2. How is the socially-necessary labor time defined?
3. Explain; “As values, all commodities are only definite masses of congealed labor-time.”
4. What is the two-fold character of labor? Why does Marx call this the pivot of political economy?
5. What is abstract labor? What is concrete labor? Why is there an antagonistic movement between the two?
6. How may an increase in the quantity of use-values nevertheless correspond to a fall in the magnitude of value?
7. What is exchange-value? How does it differ from use-value? From value?
8. State the four manifestations of exchange-value.
9. What is the meaning of the expression “Value of commodities has no form apart from their bodily form"? How is this statement related to the relative form of value?

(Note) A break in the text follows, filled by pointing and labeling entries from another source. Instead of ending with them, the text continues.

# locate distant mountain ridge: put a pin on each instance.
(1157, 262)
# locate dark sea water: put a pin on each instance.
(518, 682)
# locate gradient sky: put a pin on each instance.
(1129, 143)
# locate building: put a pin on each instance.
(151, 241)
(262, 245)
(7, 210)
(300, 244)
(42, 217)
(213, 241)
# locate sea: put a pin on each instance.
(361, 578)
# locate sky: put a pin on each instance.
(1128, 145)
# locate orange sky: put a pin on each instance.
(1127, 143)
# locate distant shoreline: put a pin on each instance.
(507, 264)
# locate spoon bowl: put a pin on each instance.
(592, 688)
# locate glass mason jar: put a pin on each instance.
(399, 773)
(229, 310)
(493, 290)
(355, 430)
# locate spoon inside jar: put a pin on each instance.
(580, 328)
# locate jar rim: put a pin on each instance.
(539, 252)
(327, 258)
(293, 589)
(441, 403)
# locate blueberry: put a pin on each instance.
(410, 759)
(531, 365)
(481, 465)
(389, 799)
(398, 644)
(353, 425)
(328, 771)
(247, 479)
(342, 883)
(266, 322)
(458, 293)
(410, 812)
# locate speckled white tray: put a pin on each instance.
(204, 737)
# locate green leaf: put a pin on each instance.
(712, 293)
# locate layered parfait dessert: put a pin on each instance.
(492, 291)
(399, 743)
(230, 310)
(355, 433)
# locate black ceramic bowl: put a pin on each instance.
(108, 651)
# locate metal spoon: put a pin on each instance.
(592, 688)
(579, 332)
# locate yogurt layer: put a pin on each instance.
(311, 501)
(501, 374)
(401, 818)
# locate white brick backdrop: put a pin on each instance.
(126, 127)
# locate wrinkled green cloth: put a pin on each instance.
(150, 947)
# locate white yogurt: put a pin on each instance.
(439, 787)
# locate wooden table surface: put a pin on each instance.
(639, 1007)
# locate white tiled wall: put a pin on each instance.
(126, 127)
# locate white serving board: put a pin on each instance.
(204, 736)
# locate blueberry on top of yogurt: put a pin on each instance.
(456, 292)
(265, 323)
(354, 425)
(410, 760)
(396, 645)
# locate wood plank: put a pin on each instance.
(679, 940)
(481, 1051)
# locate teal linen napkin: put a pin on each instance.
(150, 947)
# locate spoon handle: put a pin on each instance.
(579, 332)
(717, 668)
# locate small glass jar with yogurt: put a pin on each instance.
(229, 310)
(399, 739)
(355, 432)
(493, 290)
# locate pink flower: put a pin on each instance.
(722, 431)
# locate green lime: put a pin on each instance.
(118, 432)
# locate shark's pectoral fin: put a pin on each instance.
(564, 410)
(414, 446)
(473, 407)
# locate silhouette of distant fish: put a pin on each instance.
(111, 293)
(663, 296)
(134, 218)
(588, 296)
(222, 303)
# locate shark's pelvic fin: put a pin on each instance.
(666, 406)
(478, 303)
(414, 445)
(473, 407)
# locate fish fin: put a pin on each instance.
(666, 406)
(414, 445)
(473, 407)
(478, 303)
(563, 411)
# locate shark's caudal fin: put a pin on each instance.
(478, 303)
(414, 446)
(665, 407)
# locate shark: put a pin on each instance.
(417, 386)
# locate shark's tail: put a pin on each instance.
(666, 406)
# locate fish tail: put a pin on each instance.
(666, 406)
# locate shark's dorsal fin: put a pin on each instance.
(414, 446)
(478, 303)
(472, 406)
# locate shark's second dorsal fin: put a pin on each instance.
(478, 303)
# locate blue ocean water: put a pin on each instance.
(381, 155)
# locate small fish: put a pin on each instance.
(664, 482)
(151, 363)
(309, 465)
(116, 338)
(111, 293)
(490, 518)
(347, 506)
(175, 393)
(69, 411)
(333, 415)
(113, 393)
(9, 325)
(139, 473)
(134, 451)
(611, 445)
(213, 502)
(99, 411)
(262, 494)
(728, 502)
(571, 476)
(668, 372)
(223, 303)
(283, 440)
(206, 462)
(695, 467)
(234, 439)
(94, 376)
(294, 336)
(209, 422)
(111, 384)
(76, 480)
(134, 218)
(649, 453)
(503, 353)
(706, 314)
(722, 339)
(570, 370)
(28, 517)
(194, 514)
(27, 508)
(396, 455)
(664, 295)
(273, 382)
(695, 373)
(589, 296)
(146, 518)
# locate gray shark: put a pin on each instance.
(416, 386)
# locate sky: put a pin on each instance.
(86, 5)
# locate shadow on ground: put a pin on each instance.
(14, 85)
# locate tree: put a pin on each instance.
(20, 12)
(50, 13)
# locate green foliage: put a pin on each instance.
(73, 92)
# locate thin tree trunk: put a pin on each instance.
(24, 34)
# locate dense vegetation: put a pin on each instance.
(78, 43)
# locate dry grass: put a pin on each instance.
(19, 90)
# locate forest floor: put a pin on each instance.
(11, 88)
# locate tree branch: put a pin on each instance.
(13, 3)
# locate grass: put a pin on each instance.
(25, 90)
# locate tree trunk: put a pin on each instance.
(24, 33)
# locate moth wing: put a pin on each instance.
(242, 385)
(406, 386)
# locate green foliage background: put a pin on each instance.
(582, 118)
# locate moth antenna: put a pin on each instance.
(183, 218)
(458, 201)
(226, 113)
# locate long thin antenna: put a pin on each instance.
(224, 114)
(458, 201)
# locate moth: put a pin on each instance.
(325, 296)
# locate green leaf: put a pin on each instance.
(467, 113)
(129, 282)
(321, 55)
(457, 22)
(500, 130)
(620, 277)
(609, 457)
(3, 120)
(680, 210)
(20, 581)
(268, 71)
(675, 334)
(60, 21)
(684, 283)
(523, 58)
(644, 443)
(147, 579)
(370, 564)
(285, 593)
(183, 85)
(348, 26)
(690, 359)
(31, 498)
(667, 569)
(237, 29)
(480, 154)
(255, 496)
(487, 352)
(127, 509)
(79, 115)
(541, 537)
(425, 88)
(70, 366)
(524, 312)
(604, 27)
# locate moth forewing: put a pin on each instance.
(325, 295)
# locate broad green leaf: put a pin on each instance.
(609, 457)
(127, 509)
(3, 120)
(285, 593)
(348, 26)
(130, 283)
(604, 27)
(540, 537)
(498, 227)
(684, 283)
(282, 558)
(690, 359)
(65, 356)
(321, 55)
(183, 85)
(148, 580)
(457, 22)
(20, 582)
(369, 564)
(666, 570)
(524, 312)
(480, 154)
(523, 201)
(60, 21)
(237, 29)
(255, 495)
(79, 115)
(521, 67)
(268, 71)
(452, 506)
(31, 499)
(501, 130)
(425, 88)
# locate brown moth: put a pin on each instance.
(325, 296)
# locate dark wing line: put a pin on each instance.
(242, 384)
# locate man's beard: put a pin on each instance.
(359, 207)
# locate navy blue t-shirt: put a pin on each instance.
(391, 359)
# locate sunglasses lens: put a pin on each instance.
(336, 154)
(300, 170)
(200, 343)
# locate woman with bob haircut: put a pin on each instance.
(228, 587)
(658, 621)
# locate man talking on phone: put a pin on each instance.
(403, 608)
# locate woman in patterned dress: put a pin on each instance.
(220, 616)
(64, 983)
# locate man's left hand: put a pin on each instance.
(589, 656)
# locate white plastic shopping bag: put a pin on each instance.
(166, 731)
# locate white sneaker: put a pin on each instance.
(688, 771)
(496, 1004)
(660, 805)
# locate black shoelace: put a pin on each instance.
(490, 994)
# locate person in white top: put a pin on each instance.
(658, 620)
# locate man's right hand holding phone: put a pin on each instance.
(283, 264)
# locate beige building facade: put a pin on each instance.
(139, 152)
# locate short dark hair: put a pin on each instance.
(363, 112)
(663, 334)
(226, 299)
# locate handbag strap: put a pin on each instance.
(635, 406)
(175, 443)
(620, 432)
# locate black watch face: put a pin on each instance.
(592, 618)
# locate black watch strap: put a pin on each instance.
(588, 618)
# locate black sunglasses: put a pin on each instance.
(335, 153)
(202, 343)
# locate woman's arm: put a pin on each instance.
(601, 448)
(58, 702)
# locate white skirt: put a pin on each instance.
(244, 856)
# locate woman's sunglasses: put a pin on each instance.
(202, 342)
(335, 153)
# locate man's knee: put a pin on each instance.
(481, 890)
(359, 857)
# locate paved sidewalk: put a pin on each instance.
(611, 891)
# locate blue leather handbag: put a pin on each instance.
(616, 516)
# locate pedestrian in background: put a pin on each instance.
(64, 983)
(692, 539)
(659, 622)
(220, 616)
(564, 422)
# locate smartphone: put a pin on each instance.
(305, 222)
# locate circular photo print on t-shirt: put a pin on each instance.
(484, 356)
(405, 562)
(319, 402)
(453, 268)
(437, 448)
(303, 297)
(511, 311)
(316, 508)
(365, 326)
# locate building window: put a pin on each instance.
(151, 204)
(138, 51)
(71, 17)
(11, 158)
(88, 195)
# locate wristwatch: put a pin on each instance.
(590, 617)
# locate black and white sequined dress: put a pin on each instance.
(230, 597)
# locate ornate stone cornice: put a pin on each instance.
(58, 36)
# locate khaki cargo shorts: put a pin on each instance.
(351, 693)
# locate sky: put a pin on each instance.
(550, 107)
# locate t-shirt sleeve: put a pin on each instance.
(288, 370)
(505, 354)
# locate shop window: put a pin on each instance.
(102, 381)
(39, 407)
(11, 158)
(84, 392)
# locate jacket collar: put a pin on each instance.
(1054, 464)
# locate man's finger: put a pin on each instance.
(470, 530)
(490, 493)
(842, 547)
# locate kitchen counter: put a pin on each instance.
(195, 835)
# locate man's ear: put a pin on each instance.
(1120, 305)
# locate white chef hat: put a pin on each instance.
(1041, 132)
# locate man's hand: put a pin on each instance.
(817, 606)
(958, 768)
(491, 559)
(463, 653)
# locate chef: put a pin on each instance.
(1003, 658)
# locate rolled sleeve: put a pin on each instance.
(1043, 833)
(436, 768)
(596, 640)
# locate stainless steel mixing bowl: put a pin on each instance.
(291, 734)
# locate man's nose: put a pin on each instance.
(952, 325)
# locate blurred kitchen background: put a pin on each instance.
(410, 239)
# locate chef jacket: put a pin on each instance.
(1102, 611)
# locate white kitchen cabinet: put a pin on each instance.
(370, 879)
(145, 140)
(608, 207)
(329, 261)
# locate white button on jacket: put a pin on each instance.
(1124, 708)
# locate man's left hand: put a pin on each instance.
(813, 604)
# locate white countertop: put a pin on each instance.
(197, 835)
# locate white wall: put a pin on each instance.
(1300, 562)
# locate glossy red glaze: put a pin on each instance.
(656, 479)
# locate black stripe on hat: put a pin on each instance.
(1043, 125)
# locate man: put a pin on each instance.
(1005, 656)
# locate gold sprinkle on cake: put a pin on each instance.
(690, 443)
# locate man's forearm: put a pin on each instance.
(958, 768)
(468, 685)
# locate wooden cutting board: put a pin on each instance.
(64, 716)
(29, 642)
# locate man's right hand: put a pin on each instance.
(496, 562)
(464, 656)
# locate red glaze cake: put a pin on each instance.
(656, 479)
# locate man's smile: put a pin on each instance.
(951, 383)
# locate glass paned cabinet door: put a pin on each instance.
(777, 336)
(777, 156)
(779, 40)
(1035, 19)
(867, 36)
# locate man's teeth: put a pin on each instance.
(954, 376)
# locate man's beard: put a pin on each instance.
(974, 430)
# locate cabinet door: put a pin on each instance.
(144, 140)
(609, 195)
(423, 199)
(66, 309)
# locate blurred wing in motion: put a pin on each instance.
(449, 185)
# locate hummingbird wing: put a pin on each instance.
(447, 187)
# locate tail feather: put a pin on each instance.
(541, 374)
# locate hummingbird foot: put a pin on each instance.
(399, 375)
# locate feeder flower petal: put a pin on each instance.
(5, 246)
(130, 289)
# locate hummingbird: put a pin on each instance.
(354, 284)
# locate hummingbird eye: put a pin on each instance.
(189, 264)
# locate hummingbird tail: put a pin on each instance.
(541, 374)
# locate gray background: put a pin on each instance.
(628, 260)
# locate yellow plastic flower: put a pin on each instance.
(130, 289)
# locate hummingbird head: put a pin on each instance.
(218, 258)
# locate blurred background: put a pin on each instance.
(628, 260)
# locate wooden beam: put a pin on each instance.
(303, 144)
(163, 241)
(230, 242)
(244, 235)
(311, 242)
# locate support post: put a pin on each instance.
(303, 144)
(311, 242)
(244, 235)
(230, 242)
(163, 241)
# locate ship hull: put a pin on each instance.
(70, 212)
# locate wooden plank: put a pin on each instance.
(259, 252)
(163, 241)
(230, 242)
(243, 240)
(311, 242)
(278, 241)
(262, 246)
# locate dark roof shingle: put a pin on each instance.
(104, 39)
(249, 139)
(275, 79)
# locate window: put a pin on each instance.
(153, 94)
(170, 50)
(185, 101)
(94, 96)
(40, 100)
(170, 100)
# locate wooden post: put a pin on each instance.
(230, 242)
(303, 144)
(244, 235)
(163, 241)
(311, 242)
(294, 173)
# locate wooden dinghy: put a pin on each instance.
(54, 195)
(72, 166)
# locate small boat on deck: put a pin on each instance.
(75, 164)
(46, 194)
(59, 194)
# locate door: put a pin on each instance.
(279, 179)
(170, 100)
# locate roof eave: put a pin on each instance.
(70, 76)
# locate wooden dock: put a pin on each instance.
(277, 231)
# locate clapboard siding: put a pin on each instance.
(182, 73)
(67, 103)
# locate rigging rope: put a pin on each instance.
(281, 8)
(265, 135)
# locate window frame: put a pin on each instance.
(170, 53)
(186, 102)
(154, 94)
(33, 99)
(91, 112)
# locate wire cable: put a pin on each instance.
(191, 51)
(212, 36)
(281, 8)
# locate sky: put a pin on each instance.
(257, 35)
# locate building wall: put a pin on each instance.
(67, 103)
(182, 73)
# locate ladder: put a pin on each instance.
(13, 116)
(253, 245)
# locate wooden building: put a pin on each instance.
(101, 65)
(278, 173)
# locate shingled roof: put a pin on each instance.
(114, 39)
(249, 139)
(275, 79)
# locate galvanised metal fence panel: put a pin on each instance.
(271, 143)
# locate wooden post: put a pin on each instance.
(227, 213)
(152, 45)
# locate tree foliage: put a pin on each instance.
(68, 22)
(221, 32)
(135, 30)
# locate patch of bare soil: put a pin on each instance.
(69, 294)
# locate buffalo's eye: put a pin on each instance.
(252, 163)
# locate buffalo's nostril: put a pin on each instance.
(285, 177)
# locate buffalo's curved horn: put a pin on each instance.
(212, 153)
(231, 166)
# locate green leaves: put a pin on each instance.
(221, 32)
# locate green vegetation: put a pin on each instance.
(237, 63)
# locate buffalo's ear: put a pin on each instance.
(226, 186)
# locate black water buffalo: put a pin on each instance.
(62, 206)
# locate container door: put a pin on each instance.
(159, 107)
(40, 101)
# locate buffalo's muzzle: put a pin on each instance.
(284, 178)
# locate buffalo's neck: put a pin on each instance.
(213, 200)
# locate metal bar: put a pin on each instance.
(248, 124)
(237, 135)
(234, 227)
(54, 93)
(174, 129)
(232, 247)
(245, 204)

10. State the three peculiarities of the equivalent form of value.
11. How does use-value become “the form of manifestations, the phenomenal form of manifestation of its opposite, value."?
12. How is it that the elementary value form is also “the primitive form under which a product of labour appears historically as a commodity"?
13. What is the defect in the total or expanded form of value?
14. Explain: “Gold is now money with reference to all other commodities only because it was previously, with reference to them a simple commodity.” What determines the value of gold?
15. Does the mystical character of commodities arise from their use-value? Whence does it?
16. Explain: “There it is a definite social relation between men, that assumes, in their eyes the fantastic form of a relation between things.” Is this what Marx calls the “fetishism of commodities"?
17. How does the law of value assert itself? Why?
18. How do the categories of bourgeois economy express the conditions and relations of production?
Examples of Dialectical Materialism:
1. Hegel on reflex categories; king-subject relationship. (p. 149 ftn. 22)
2. Aristotle’s thinking limited by the Greek society based on slave labor, (p. 151-2)
3. Relationship of elementary form of value to a definite historical period, (p. 153-4)
4. Social relations of men hidden under the fantastic form of relations between things, (p. 164-6)
5. Assertion of law of value in societies unconscious of its operation, (p. 167-8)
6. Relationship of economic categories to mode of production. (p. 169)
7. How compulsory labor appeared under other economic orders. (P. 170)
8. Immature development of men as individuals and the relationship of this to ancient forms of production, (p. 172-3)
9. Relationship of “freely associated men” to planning; failure of political economy to grasp reason why “labour is represented by the value of its product and the labour time by the magnitude of that value.” (p. 173-5)
10. Relations of production and superstructure of society. PP. 173-6 (footnotes 33-35)
11. Relationship of Proudhon’s “ideal of justice” to the production of commodities.